14 mars 2026

Découvrez l’arbre miracle qui produit des fruits exotiques en hiver sans serre

Lorsque le jardin est encore gelé, beaucoup pensent qu’il faut une serre chauffée pour profiter de fruits exotiques. Pourtant, il existe un arbre discret, aux grandes feuilles retombantes, capable de supporter des températures proches de -25 °C sans traitement particulier. Il reste en bonne santé, sans avoir besoin de pesticides.

Ce fruitier peu connu est l’asiminier (Asimina triloba), aussi appelé mangue du Nord ou pawpaw. Originaire d’Amérique du Nord, il commence à apparaître dans les pépinières, entre pommiers et poiriers. La demande est forte, et certains magasins affichent parfois des ruptures de stock. Cependant, le succès dépend d’un réflexe simple à adopter dès l’achat.

Un arbre rustique, supportant le froid et peu sensible aux maladies

À l’âge adulte, l’asiminier atteint généralement 4 à 6 mètres de haut, avec un port pyramidal et de longues feuilles souples évoquant un sous-bois tropical. Il appartient à la famille des Annonacées, souvent tropicale, mais il s’adapte aux climats tempérés. Sa rusticité est remarquable : il peut résister à des gels allant jusqu’à -25 °C, voire -30 °C selon les variétés, tout en restant peu sensible aux maladies et ravageurs.

Ses fruits, appelés asimines, ressemblent à de petites mangues vertes, mesurant entre 10 et 20 cm pour 100 à 500 grammes. Lorsqu’ils mûrissent, leur peau jaunit et la chair jaune devient très onctueuse, avec une texture proche de la crème pâtissière. Leur goût mêle banane, mangue, ananas et vanille. La récolte s’étale principalement de septembre à octobre, avec des productions allant de 15 à 50 kilos par arbre en pleine santé. Cependant, ces fruits se conservent peu, ce qui explique leur rareté en magasin.

Le réflexe essentiel à l’achat : penser à la pollinisation

La principale erreur consiste à acheter un seul arbre à la pépinière. Bien qu’il fleurisse avec de belles fleurs pourpres au parfum musqué, il ne produira souvent pas de fruits. En effet, l’asiminier est autostérile : ses fleurs ne s’autofécondent pas. Un arbre isolé restera donc quasiment stérile, même bien entretenu.

Pour obtenir une récolte, il est indispensable d’avoir au moins deux arbres de variétés différentes. La distance recommandée entre eux est de 3 à 4 mètres, afin que les insectes, attirés par leurs fleurs parfumées, assurent la pollinisation. Concrètement, il faut :

  • acheter deux jeunes plants de variétés différentes ;
  • les planter à proximité, sans obstacle, à environ 3 à 4 mètres l’un de l’autre ;
  • les planter la même année pour que leur floraison soit synchronisée au printemps.

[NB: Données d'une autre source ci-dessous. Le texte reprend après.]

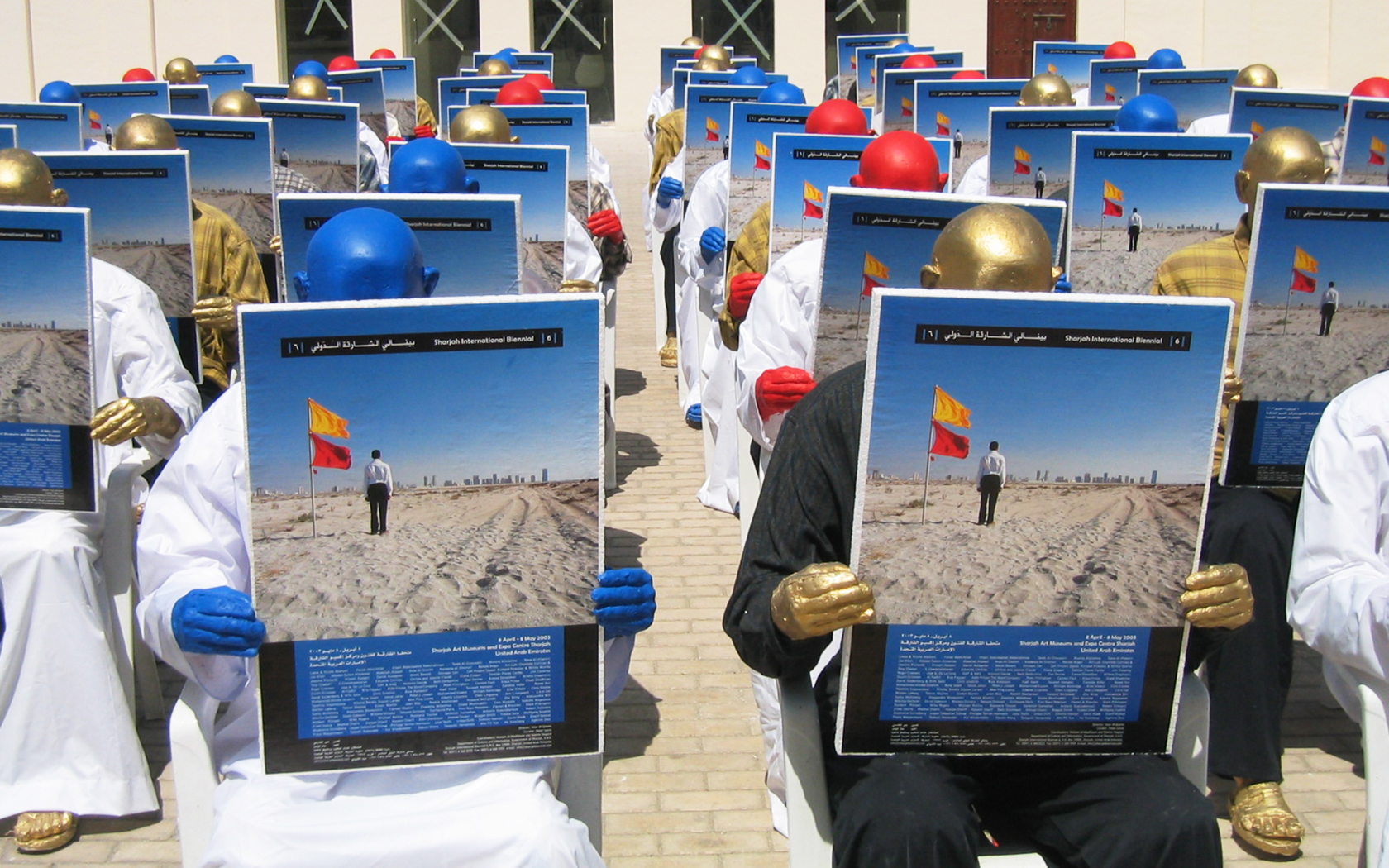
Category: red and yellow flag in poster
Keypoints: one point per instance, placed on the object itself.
(761, 157)
(1021, 161)
(949, 410)
(876, 274)
(949, 443)
(324, 421)
(814, 202)
(330, 455)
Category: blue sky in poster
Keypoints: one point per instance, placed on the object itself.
(117, 103)
(45, 281)
(1317, 112)
(756, 122)
(1367, 120)
(545, 192)
(449, 414)
(704, 103)
(1119, 74)
(792, 171)
(966, 104)
(1196, 93)
(130, 210)
(1066, 410)
(45, 126)
(1049, 147)
(470, 263)
(902, 249)
(1349, 251)
(322, 132)
(1174, 192)
(564, 126)
(1070, 60)
(227, 160)
(846, 46)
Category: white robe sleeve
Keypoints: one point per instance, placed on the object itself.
(581, 257)
(668, 216)
(1339, 585)
(780, 331)
(143, 355)
(193, 535)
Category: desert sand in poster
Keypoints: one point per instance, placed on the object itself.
(496, 557)
(165, 269)
(1302, 367)
(45, 375)
(1057, 556)
(1102, 263)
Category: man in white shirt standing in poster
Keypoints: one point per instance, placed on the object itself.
(994, 470)
(375, 478)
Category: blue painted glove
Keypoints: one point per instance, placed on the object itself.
(624, 602)
(667, 191)
(712, 243)
(217, 621)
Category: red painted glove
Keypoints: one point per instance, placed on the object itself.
(608, 224)
(781, 389)
(741, 293)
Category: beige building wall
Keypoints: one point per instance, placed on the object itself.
(1313, 43)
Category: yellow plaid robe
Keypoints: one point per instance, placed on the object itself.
(226, 265)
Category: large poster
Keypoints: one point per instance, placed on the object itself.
(473, 241)
(1029, 149)
(1138, 198)
(882, 238)
(230, 169)
(1315, 320)
(1027, 541)
(316, 139)
(142, 218)
(46, 451)
(461, 629)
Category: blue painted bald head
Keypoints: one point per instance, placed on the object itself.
(365, 255)
(429, 165)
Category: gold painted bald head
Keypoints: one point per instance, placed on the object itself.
(1284, 155)
(1046, 89)
(145, 132)
(26, 181)
(181, 71)
(992, 246)
(481, 124)
(494, 67)
(1256, 75)
(236, 104)
(308, 88)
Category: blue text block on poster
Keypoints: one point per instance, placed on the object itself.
(429, 682)
(36, 455)
(1013, 674)
(1282, 434)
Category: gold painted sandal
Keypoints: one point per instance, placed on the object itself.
(43, 831)
(1263, 820)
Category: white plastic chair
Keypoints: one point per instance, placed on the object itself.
(807, 796)
(580, 780)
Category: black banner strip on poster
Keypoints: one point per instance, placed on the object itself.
(285, 751)
(900, 221)
(422, 224)
(1033, 336)
(420, 342)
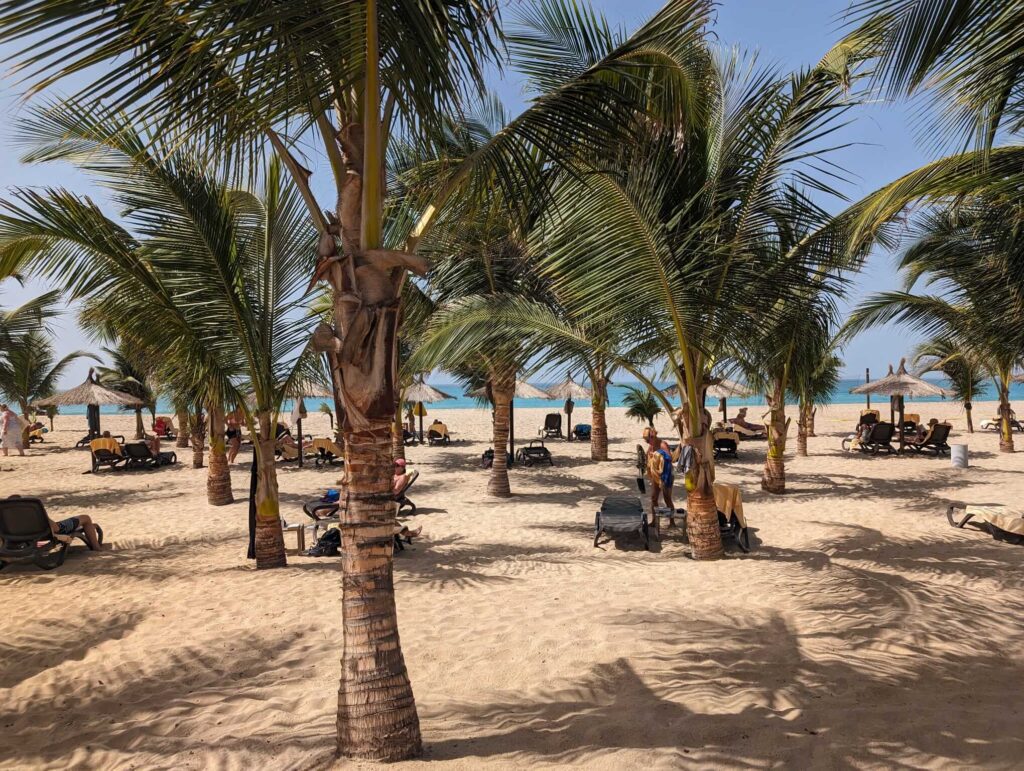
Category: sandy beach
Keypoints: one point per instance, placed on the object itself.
(861, 632)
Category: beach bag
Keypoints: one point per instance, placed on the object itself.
(327, 545)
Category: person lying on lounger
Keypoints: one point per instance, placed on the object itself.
(68, 526)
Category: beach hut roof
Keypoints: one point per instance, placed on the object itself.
(420, 391)
(900, 383)
(719, 388)
(523, 390)
(91, 393)
(569, 389)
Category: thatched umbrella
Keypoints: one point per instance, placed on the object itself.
(93, 396)
(523, 390)
(896, 385)
(719, 388)
(420, 392)
(568, 389)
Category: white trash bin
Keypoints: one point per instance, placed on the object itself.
(957, 456)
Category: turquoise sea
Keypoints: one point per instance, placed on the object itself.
(842, 395)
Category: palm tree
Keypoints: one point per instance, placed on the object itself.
(126, 374)
(210, 276)
(964, 369)
(641, 404)
(30, 370)
(971, 252)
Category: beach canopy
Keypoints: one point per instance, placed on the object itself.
(900, 383)
(420, 391)
(569, 389)
(91, 393)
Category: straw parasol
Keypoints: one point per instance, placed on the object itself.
(523, 390)
(93, 396)
(718, 388)
(420, 392)
(897, 385)
(568, 389)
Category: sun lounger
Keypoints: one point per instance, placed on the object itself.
(582, 431)
(935, 440)
(622, 515)
(535, 454)
(437, 434)
(138, 456)
(552, 426)
(726, 443)
(327, 452)
(26, 533)
(105, 452)
(1003, 523)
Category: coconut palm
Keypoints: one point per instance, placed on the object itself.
(965, 371)
(127, 373)
(971, 253)
(641, 404)
(30, 369)
(208, 275)
(967, 54)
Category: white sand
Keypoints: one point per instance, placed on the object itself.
(862, 632)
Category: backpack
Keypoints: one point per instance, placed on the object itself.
(327, 545)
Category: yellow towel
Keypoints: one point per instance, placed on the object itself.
(729, 500)
(105, 442)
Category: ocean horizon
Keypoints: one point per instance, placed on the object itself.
(616, 392)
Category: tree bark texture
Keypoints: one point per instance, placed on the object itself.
(503, 389)
(773, 477)
(377, 717)
(198, 436)
(269, 537)
(599, 429)
(218, 480)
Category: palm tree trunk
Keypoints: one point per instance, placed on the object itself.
(502, 388)
(397, 435)
(773, 477)
(599, 431)
(1006, 427)
(182, 418)
(269, 537)
(701, 518)
(376, 710)
(198, 438)
(218, 480)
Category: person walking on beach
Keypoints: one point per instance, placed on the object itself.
(10, 431)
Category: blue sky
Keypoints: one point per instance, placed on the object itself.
(791, 33)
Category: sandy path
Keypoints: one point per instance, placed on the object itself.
(862, 632)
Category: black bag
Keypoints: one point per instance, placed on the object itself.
(327, 545)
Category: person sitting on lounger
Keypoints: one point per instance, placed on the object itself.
(400, 479)
(68, 526)
(748, 428)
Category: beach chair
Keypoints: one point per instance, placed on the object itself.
(935, 440)
(26, 533)
(879, 440)
(726, 443)
(138, 456)
(437, 434)
(552, 426)
(327, 452)
(1000, 522)
(622, 515)
(105, 452)
(534, 454)
(910, 422)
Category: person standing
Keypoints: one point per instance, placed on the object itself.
(10, 431)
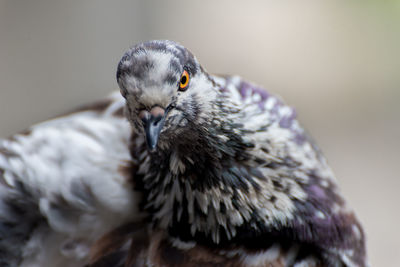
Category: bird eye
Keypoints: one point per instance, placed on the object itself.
(183, 83)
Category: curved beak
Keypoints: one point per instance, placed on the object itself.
(153, 122)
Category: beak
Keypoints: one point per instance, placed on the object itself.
(153, 122)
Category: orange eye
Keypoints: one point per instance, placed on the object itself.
(184, 81)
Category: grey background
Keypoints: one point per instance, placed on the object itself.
(337, 62)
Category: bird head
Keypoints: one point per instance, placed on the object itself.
(166, 91)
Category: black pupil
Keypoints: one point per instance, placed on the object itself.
(183, 80)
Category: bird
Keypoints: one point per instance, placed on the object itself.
(181, 168)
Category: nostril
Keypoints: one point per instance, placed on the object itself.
(157, 111)
(144, 115)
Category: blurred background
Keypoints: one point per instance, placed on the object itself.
(337, 62)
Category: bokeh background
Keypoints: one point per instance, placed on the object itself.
(337, 62)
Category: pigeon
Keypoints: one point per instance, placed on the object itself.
(184, 168)
(62, 186)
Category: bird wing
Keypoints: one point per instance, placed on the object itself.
(63, 184)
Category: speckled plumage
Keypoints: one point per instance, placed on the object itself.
(234, 180)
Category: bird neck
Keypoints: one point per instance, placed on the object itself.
(187, 188)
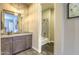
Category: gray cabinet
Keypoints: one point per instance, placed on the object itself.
(18, 44)
(6, 46)
(13, 45)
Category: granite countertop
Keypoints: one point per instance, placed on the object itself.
(12, 35)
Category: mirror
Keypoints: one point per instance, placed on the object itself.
(10, 22)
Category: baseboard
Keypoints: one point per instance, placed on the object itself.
(51, 41)
(36, 49)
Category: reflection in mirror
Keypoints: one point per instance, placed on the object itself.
(10, 22)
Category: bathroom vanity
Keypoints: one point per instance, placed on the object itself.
(15, 43)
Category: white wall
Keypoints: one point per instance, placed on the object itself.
(49, 14)
(67, 42)
(58, 29)
(34, 19)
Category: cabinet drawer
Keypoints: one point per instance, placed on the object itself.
(18, 44)
(6, 46)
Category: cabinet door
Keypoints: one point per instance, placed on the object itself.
(6, 46)
(18, 44)
(28, 41)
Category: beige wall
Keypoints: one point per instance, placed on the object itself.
(58, 28)
(23, 11)
(49, 14)
(34, 17)
(66, 32)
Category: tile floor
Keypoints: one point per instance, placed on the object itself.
(47, 49)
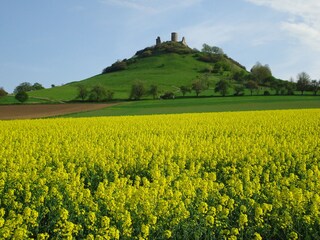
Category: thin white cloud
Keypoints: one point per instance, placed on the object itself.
(303, 20)
(152, 6)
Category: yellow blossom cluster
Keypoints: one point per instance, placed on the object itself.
(241, 175)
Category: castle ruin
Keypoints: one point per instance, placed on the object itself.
(174, 38)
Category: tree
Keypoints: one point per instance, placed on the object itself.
(98, 93)
(23, 87)
(261, 73)
(251, 85)
(238, 90)
(82, 92)
(303, 81)
(315, 85)
(184, 90)
(137, 90)
(21, 96)
(239, 76)
(211, 49)
(154, 91)
(3, 92)
(222, 87)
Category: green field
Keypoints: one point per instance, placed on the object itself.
(213, 104)
(11, 100)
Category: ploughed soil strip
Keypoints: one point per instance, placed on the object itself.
(45, 110)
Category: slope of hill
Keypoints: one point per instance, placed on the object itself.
(168, 66)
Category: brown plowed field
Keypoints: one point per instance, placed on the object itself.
(45, 110)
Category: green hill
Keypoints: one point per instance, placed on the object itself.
(168, 66)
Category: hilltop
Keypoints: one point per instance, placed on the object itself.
(168, 65)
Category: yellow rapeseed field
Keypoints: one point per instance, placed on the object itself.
(243, 175)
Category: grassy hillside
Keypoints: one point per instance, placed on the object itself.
(168, 67)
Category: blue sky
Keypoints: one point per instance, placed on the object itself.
(59, 41)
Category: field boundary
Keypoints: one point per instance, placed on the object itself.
(10, 112)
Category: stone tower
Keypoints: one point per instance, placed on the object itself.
(158, 41)
(174, 37)
(184, 41)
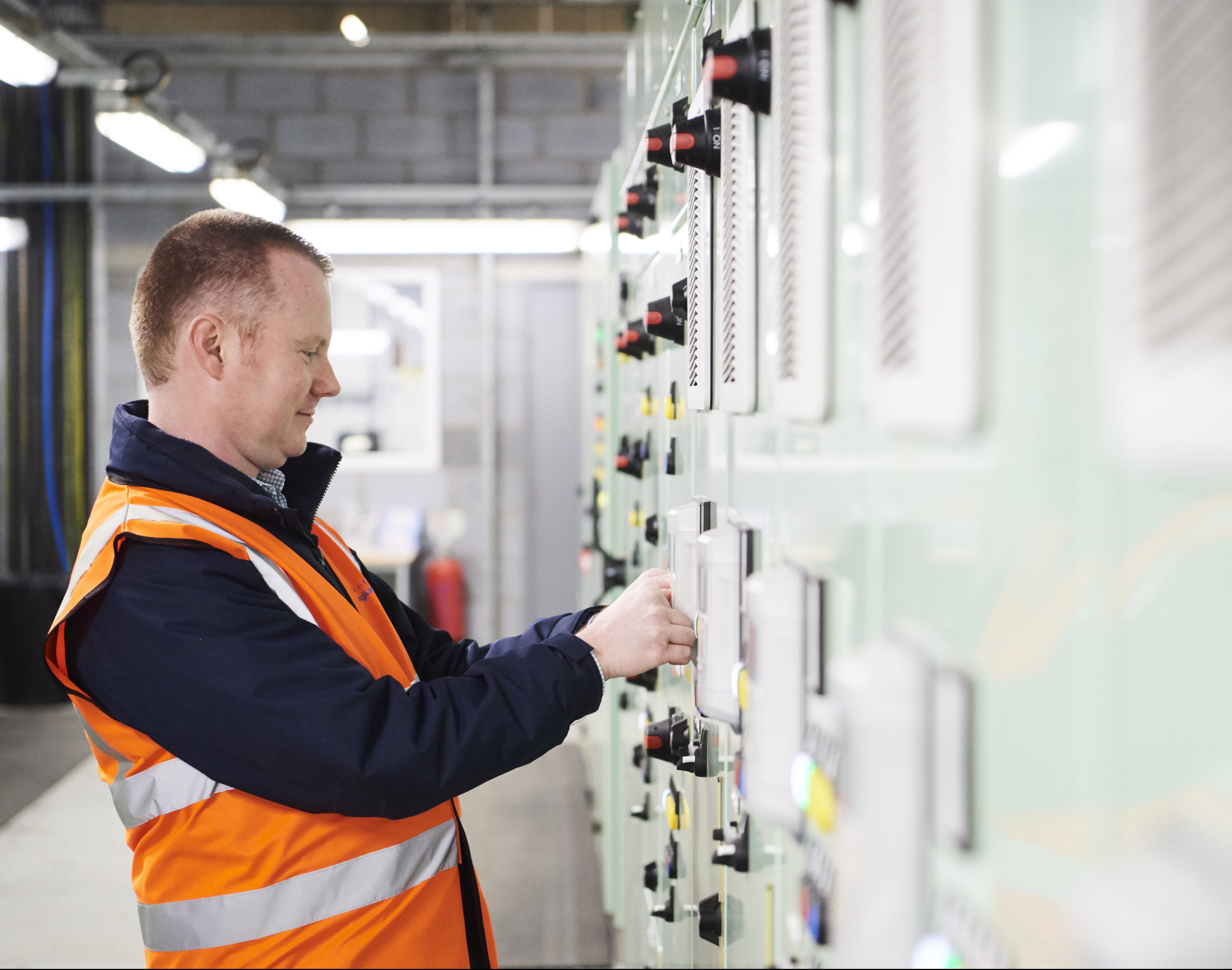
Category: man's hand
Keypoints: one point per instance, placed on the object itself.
(641, 631)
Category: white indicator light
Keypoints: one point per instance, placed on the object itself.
(14, 234)
(21, 63)
(359, 343)
(1035, 148)
(244, 195)
(146, 136)
(354, 30)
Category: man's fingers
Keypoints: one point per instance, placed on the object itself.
(679, 620)
(678, 634)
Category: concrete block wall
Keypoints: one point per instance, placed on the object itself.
(555, 126)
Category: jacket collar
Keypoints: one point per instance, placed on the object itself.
(143, 455)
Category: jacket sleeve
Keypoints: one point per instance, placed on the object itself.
(191, 648)
(435, 654)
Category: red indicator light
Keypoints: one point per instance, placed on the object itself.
(722, 67)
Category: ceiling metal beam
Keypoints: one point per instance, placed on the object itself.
(316, 52)
(311, 195)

Plantation et premiers soins : une installation soignée

Le meilleur moment pour planter l’asiminier est pendant la période de repos végétatif, en hiver. Les spécialistes conseillent un sol profond, riche en humus, neutre à légèrement acide, et qui reste frais sans devenir marécageux. La longue racine pivotante ne supporte pas bien la manipulation. Il est donc préférable de choisir un jeune plant en pot, suffisamment haut, et de le planter directement à son emplacement définitif dans un trou large, enrichi en compost, suivi d’un arrosage copieux.

Les premières années, le feuillage peut être sensible au soleil brûlant. Un emplacement à mi-ombre ou un soleil doux est préférable. Le grand feuillage de l’arbre, très prisé par le vent, peut aussi risquer de se déchirer ou de casser la tige principale encore fragile. Il est conseillé d’utiliser un tuteur souple, de placer l’arbre contre un mur ou une haie, et, si nécessaire, de protéger avec un filet brise-vent. Pendant les deux premières saisons, un arrosage régulier, sans excès, et un paillage épais de feuilles mortes, paille ou BRF aideront à maintenir la fraîcheur du sol et à favoriser sa croissance. Il faut généralement attendre quatre à six ans avant de récolter les premières asimines. Ensuite, l’arbre produit sans beaucoup d’entretien supplémentaire.